Whether we like it or not, we spend a large portion of our day thinking introspectively instead of paying attention to what is around us. This is known as mind wandering, and we do it often, are unaware we are doing so, and are impaired cognitively and perceptually during the process. However, it is also true that we sleep often, are unaware we are doing so, and are impaired cognitively and perceptually during the process. Yet we would not conclude that, like mind wandering, sleep is detrimental. There is a newly growing literature providing evidence for potential benefits of mind wandering, as well as suggesting various similarities between mind wandering and sleep. The present study aimed to add to this literature by examining whether the similarity between mind wandering and sleep extends to effects on dissociated aspects of cognitive functioning. Based on two studies showing the pattern of relationship between sleep and mind wandering, and the effect of sleep deprivation on cognitive functioning, the present study examined whether, studied together, sleep and mind wandering had comparable effects on these cognitive performance measures. It was found that sleepiness was a significant predictor of both mind wandering and cognitive performance, replicating the findings of the two previously mentioned studies using a combination of their measures. However, mind wandering, unlike sleep, was not a significant predictor of cognitive functioning.
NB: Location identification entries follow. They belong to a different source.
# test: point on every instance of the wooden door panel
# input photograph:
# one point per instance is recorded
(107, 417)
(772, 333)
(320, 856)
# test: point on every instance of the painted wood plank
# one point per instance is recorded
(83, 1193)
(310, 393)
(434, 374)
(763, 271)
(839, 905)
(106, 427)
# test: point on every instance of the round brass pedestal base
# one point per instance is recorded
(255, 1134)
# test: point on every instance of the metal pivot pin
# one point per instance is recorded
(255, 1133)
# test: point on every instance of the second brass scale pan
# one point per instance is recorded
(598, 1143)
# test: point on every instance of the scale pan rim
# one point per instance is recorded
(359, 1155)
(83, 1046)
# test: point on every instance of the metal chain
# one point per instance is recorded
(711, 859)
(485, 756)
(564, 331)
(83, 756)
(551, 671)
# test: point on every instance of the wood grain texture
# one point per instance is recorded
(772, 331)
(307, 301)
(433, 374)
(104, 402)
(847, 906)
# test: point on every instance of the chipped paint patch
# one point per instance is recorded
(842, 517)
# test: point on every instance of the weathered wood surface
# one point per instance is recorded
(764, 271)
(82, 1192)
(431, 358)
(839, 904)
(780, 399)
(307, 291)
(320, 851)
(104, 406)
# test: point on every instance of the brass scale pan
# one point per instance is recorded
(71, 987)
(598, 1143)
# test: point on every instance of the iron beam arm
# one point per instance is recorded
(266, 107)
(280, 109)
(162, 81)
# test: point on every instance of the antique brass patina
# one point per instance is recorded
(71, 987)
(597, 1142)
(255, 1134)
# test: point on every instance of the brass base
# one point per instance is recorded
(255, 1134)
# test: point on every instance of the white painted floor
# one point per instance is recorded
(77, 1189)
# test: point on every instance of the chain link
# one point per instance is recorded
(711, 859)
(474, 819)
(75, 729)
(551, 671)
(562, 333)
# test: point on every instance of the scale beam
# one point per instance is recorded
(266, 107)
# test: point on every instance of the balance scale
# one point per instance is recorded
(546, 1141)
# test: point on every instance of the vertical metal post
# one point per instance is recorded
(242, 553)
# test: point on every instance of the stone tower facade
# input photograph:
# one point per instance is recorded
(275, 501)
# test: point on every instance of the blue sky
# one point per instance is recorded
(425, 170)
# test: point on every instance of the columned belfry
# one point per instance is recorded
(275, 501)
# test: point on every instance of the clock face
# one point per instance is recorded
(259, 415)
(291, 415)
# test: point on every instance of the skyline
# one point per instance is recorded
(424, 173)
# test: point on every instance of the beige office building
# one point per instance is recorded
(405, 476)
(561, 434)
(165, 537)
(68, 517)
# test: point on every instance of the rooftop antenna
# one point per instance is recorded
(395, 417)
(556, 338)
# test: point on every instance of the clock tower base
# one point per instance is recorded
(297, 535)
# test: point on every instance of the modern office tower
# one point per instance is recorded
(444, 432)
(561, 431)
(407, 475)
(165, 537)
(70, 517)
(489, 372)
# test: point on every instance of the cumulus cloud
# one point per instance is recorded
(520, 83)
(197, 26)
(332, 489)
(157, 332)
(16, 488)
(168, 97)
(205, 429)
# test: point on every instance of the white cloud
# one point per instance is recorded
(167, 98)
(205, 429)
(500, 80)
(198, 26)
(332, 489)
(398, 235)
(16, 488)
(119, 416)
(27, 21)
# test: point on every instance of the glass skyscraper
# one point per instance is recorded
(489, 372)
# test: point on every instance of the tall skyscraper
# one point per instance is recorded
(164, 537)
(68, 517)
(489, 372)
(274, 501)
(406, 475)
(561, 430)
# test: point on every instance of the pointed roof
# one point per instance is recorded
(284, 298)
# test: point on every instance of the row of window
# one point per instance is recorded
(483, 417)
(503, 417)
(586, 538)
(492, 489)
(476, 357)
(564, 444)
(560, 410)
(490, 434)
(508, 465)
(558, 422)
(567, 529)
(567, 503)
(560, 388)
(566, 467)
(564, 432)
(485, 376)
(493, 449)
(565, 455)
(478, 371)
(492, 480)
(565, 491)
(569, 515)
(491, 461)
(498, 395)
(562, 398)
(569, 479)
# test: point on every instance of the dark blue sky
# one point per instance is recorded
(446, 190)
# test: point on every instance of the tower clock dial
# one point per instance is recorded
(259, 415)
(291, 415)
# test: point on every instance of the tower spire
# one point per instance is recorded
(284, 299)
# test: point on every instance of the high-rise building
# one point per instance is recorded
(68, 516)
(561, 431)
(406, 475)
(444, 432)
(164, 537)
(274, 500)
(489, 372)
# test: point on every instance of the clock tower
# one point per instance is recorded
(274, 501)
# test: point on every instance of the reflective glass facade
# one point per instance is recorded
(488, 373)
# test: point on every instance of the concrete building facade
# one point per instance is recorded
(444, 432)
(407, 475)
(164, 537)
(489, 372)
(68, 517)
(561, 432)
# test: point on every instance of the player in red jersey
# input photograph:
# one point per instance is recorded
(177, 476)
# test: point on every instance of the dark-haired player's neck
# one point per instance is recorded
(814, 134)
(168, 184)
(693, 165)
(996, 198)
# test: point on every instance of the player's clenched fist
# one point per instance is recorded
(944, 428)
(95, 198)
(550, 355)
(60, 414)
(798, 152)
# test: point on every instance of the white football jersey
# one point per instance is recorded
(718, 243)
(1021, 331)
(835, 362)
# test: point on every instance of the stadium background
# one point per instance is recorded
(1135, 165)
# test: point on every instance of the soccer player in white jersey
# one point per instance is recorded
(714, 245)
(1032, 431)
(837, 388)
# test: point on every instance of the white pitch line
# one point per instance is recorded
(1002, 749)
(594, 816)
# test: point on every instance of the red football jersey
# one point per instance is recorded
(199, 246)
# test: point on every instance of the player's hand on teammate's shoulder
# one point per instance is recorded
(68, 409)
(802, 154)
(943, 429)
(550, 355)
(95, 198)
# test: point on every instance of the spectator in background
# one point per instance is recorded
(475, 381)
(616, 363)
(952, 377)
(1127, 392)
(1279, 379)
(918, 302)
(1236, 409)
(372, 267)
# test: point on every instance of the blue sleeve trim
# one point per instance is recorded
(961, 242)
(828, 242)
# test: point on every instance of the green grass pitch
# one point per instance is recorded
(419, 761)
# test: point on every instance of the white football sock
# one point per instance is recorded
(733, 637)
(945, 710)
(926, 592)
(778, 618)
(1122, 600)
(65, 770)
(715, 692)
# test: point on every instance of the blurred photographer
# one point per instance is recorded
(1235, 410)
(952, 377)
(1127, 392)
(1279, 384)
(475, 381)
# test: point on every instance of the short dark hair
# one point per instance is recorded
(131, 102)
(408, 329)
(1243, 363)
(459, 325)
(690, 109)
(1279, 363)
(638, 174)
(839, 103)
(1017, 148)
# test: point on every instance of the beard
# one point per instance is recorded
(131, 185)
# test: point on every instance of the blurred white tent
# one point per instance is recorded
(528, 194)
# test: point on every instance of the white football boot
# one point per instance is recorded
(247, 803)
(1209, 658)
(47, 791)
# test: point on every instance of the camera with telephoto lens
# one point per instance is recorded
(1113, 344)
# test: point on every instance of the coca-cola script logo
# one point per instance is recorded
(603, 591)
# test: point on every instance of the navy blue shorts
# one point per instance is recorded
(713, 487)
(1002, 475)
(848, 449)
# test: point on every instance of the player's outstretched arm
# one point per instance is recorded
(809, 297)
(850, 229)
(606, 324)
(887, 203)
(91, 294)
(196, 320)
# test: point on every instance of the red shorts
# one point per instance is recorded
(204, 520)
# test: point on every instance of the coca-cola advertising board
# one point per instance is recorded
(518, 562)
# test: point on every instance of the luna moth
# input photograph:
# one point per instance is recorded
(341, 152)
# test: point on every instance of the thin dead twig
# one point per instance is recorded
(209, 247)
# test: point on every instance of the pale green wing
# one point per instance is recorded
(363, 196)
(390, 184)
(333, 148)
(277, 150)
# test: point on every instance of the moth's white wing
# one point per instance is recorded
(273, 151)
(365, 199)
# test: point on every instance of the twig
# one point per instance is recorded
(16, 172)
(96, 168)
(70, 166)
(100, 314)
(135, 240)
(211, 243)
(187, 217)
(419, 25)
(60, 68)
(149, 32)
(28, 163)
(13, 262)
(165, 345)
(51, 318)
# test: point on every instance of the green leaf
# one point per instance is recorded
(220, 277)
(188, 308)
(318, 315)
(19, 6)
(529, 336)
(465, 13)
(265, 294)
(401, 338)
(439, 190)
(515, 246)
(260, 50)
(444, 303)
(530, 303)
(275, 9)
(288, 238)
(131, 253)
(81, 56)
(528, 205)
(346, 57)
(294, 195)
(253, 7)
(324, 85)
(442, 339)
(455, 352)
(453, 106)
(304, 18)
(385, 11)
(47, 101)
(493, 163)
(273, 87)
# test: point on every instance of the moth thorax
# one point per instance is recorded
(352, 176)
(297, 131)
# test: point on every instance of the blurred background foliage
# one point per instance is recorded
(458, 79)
Alternatively, the results suggested that cognitive performance, either executive or non-executive, was not affected by mind wandering, even though both cognitive performance and mind wandering were affected by sleep. This finding suggests that mind wandering does not affect performance on a global level the way it does on an acute level. However, limitations of the study which may potentially undermine this interpretation of the results, as well as consequent future directions, are also discussed.